MELP 标准：美国国防部DoD电信和系统标准

ANALOG-TO-DIGITAL CONVERSION OF VOICE BY 2,400 BIT/SECOND MIXED EXCITATION LINEAR PREDICTION (MELP)

MELP (Mixed-Excitation Linear Predictive)

The MELP (Mixed-Excitation Linear Predictive) algorithm grew out of work done in the mid 1990's on another military coder known as LPC-10. The MELP model was developed in order to improve upon the deficiencies in LPC-10. The first MELP standard was released in 1999 and is commonly known as the 3005 standard. This original MELP specified only the 2400 bps bps mode of operation with an optional postfilter available for the decoder. A MELP frame interval is 22.5 ms in duration and contains 180 voice samples, at a sampling rate of 8,000 kHz. Recommended analog requirements are for a nominal bandwidth ranging from 100 Hz - 3800 Hz. MELP can operate with a more band-limited signal but with a degradation in performance. Also see MELPe, the Mixed-Excitation Linear Predictive enhanced algorithm.

History

MELP was selected as the new 2400 bps Federal Standard speech vocoder by the United States Department of Defense (DoD) Digital Voice Processing Consortium (DDVPC) after a multi-year extensive testing program. The selection test concentrated on four areas: intelligibility, voice quality, talker recognizability, and communicability. The selection criteria also included hardware parameters such as processing power, memory usage, and delay. MELP was selected as the best of the seven candidates and even beat the FS1016 4800 bps vocoder, a vocoder with twice the bit-rate.

Advantages

MELP is robust in difficult background noise environments such as those frequently encountered in commercial and military communication systems. It is very efficient in its computational requirements. This translates into relatively low power consumption, an important consideration for portable systems. MELP uses extensive lookup tables and models of the human voice to extract and regenerate speech; further, the codec is tuned to regenerate the english language, and speakers of non-germanic languages generally rate the coder more poorly than english speakers.

Features

Traditional pitched-excited LPC vocoders use either a periodic pulse train or white noise as the excitation for an all-pole synthesis filter. These vocoders produce intelligible speech at very low bit rates, but they sometimes sound mechanical or buzzy and are prone to annoying thumps and tonal noises. These problems arise from the inability of a simple pulse train to reproduce all kinds of voiced speech. The MELP Vocoder uses a mixed-excitation model that can produce more natural sounding speech because it can represent a richer ensemble of possible speech characteristics.

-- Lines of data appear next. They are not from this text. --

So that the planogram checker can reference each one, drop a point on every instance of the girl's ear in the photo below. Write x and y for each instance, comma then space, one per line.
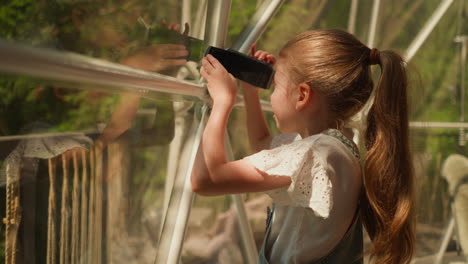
304, 96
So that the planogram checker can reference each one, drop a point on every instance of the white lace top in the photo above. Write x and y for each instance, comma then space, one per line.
312, 213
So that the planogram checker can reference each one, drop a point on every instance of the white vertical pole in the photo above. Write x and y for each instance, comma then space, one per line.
373, 24
257, 25
246, 233
427, 29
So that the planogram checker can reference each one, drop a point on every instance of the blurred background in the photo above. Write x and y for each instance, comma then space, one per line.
101, 103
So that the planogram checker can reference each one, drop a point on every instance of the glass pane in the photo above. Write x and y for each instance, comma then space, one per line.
144, 34
84, 173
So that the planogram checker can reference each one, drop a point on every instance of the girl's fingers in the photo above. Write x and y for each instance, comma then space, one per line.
213, 61
207, 64
203, 72
271, 59
175, 53
257, 53
253, 50
186, 29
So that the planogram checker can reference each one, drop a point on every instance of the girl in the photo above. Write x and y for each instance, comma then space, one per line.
312, 171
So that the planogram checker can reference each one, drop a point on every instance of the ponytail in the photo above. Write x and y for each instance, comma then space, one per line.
387, 200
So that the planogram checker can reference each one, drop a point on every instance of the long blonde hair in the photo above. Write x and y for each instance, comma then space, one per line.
337, 65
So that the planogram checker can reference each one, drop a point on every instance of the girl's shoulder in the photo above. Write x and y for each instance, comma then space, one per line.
330, 142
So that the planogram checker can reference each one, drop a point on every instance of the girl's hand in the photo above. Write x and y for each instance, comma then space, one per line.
262, 55
221, 84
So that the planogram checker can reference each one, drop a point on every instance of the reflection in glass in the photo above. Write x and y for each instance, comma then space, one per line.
83, 173
143, 34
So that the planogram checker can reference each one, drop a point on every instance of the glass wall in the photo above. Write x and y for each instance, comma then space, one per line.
97, 172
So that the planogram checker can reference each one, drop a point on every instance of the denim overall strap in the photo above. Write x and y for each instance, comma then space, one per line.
261, 255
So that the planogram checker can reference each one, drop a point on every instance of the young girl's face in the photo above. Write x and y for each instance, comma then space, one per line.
281, 101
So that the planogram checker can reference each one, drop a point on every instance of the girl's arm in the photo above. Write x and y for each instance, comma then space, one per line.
259, 134
212, 174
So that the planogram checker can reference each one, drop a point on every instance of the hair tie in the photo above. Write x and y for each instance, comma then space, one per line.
374, 57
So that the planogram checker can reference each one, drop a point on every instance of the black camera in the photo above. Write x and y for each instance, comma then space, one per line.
245, 68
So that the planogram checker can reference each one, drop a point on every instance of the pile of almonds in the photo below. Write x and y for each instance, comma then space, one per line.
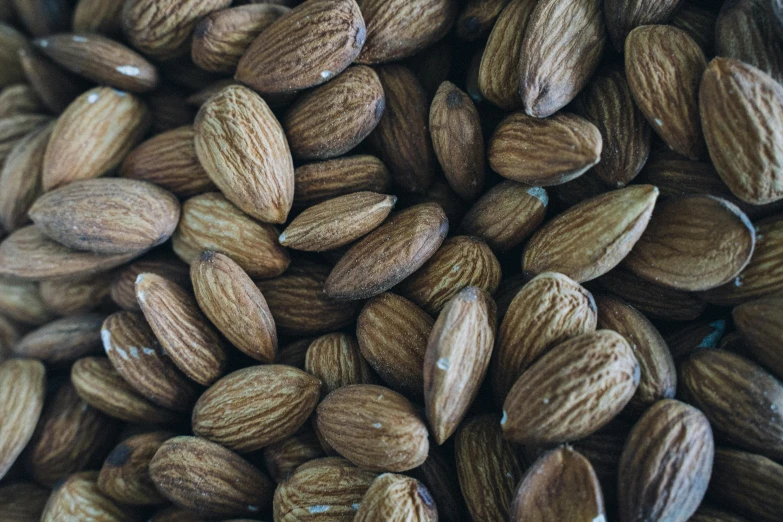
391, 260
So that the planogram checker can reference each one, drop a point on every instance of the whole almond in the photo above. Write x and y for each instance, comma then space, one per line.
337, 222
101, 60
544, 152
373, 427
222, 38
308, 46
243, 149
560, 485
22, 390
334, 118
184, 333
572, 390
235, 305
169, 160
666, 463
392, 334
748, 158
562, 46
664, 67
256, 406
107, 216
591, 238
209, 479
389, 253
457, 357
547, 311
396, 498
138, 357
741, 400
211, 222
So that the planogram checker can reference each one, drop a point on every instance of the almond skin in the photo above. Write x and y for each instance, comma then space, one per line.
565, 146
664, 67
572, 391
337, 222
107, 216
256, 406
334, 118
21, 401
209, 479
560, 485
591, 238
243, 149
308, 46
235, 305
547, 311
73, 154
388, 254
373, 427
666, 463
563, 44
748, 159
693, 243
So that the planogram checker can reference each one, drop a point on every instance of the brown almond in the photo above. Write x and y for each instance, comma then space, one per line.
591, 238
235, 305
308, 46
664, 67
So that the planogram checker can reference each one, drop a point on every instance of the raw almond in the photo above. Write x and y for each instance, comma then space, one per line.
243, 149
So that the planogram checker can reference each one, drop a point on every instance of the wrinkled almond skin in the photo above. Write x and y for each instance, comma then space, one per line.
256, 406
334, 118
308, 46
547, 311
243, 149
560, 485
393, 334
666, 463
572, 391
748, 159
742, 401
396, 498
209, 479
388, 254
545, 152
235, 305
591, 238
664, 67
373, 427
120, 120
22, 387
562, 47
211, 222
330, 482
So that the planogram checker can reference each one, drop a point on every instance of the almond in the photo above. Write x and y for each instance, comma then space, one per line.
563, 44
243, 149
666, 463
591, 238
334, 118
337, 222
235, 305
211, 222
748, 158
547, 311
21, 400
390, 253
256, 406
373, 427
664, 67
209, 479
307, 47
572, 391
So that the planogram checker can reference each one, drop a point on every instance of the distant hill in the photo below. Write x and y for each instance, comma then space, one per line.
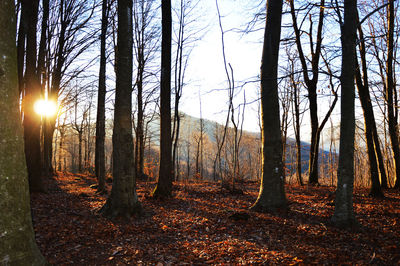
190, 124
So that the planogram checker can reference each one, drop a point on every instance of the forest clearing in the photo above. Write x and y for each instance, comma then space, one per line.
199, 132
203, 224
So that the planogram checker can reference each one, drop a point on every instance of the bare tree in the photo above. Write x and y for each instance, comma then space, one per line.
344, 214
371, 135
18, 246
164, 182
100, 167
123, 200
272, 192
32, 93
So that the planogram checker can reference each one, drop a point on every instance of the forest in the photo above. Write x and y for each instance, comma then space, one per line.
114, 150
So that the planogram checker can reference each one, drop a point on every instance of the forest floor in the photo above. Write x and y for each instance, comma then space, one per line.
201, 225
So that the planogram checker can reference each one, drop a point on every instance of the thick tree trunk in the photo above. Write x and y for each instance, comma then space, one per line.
17, 240
32, 93
164, 183
272, 193
22, 29
100, 165
344, 214
123, 200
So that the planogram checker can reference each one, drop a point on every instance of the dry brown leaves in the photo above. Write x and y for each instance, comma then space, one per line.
195, 227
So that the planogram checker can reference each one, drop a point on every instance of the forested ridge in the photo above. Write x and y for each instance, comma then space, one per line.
103, 161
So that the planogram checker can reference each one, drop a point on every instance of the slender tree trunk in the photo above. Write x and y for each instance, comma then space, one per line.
314, 148
369, 118
139, 149
17, 244
123, 200
32, 94
297, 130
164, 182
100, 166
344, 215
392, 122
272, 191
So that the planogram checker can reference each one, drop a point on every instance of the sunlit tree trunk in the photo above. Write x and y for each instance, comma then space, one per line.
101, 98
17, 240
344, 215
164, 182
123, 200
272, 191
32, 93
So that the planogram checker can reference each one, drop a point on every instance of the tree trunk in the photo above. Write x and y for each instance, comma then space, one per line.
369, 118
344, 215
392, 122
164, 183
17, 240
101, 98
314, 148
139, 151
272, 192
32, 93
123, 200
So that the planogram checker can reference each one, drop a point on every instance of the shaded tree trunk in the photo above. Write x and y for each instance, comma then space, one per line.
32, 93
42, 76
123, 200
390, 90
164, 182
311, 84
272, 192
344, 215
100, 166
369, 118
17, 244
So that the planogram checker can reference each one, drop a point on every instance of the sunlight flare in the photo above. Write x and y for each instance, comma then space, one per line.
45, 107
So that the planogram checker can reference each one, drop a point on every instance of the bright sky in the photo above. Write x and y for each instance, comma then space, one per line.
206, 74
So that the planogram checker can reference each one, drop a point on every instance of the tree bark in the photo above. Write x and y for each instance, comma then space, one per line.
100, 167
123, 200
311, 85
17, 240
32, 93
344, 215
390, 88
164, 183
272, 193
369, 118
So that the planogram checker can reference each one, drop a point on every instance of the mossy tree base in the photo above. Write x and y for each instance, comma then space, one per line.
113, 209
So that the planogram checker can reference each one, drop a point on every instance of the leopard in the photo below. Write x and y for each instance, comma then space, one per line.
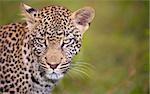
35, 54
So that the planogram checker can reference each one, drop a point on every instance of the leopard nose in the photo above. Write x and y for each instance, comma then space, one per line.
54, 66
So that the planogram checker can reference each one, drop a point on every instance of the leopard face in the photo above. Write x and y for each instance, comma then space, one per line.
56, 36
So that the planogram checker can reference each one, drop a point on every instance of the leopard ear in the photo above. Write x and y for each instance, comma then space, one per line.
28, 12
83, 17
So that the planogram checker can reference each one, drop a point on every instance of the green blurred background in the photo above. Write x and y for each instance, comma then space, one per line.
115, 47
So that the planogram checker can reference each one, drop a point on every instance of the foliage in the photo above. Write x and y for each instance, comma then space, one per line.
116, 45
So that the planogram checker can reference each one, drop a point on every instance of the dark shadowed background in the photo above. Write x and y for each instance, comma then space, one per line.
114, 56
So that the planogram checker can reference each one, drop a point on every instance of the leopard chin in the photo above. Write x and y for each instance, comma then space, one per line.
54, 77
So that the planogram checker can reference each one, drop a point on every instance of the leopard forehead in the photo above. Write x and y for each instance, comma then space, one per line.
54, 15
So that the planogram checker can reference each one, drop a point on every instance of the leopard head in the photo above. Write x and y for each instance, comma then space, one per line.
56, 36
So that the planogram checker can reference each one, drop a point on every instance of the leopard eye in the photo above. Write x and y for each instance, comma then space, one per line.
41, 40
67, 41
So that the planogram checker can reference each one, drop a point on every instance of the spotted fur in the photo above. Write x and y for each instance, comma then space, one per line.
36, 54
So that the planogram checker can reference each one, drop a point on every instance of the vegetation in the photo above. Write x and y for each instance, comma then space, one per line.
114, 56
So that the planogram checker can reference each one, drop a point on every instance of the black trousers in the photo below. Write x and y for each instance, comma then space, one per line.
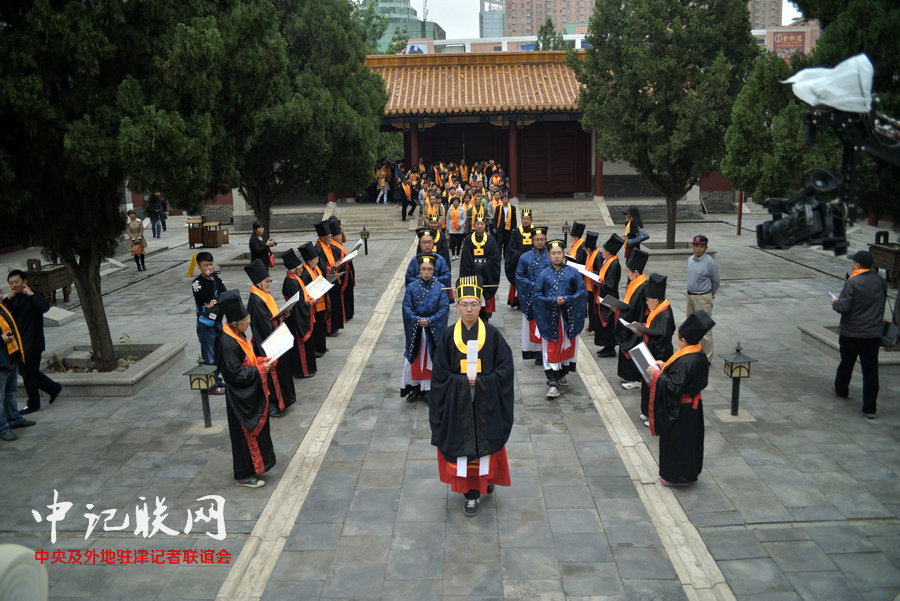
36, 381
867, 351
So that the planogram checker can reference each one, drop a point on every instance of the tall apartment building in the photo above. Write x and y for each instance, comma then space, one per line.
490, 19
764, 14
524, 17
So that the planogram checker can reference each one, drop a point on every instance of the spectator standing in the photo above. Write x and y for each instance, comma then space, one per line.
27, 309
861, 305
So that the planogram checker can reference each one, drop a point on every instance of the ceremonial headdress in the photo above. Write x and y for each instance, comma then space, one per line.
614, 244
656, 286
577, 230
323, 229
469, 287
256, 271
556, 244
232, 305
638, 260
696, 326
291, 259
308, 251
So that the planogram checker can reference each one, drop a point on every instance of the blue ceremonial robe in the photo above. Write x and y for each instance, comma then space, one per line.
423, 300
441, 271
531, 265
569, 284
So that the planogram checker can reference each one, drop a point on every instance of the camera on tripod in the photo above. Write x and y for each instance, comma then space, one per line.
804, 218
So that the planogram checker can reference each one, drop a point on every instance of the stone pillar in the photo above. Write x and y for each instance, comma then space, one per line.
513, 159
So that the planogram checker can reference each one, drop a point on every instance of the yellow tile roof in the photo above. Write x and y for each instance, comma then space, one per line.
483, 83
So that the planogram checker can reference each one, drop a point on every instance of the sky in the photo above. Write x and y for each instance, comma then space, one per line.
459, 18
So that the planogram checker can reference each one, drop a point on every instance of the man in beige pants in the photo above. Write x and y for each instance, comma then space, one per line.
703, 283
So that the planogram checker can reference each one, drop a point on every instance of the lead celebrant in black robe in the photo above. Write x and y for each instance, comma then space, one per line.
263, 312
635, 298
471, 410
481, 257
676, 407
302, 320
246, 394
519, 244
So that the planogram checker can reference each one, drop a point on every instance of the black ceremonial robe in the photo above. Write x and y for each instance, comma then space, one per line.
247, 410
677, 412
261, 323
301, 324
460, 425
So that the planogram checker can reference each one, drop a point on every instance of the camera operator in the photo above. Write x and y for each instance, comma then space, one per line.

Many modifications were made to LPC-10 in order to improve speech quality. These include:

Mixed pulse and noise excitation
Periodic or aperiodic impulses
Adaptive spectral enhancement
Pulse dispersion filter
Fourier magnitude modeling

Mixed Pulse and Noise Excitation

The mixed-excitation is implemented using a multi-band mixing model. This model can simulate frequency dependent voicing strength using a novel adaptive filtering structure based on a fixed filterbank. The primary effect of this multi-band mixed-excitation is to reduce the buzz usually associated with LPC vocoders, especially in broadband acoustic noise.

Periodic/Aperiodic Impulses

When the input speech is voiced, the MELP vocoder can synthesize speech using either periodic or aperiodic pulses. Aperiodic pulses are most often used during transition regions between voiced and unvoiced segments of the speech signal. This feature allows the synthesizer to reproduce erratic glottal pulses without introducing tonal noises.

Adaptive Spectral Enhancement

The adaptive spectral enhancement filter is based on the poles of the LPC vocal tract filter and is used to enhance the formant structure in the synthetic speech. This filter improves the match between synthetic and natural bandpass waveforms, and introduces a more natural quality to the speech output.

Pulse Dispersion Filter

The pulse dispersion is implemented using fixed pulse dispersion filter based on a spectrally flattened triangle pulse. This filter has the effect of spreading the excitation energy with a pitch period. This, in turn, reduces the harsh quality of the synthetic speech.

Fourier Magnitude Modeling

Ten Fourier magnitudes are coded with an 8-bit vector quantizer. The index of the code vector, which minimizes the weighted Euclidean distance between the input and code vectors, is transmitted.

Configurations

DAA interface using linear codec at 8.0 kHz sample rate
Direct interface to 8.0 kHz PCM data stream (A-law or μ-law)
North American/International Telephony (including caller ID) support available
Simultaneous DTMF detector operation available - (less than 10 talkoff hits on Bellcore test tape set)
MF tone detectors, general purpose programmable tone detectors/generators available
Data/Facsimile/Voice Distinction available
Common compressed speech frame stream interface to support systems with multiple speech coders
Dynamic speech coders selection if multiple speech codecs available
Can be integrated with G.168 Echo Canceller and Tone Detection/Regeneration modules
Multiple ports can be executed on a single DSP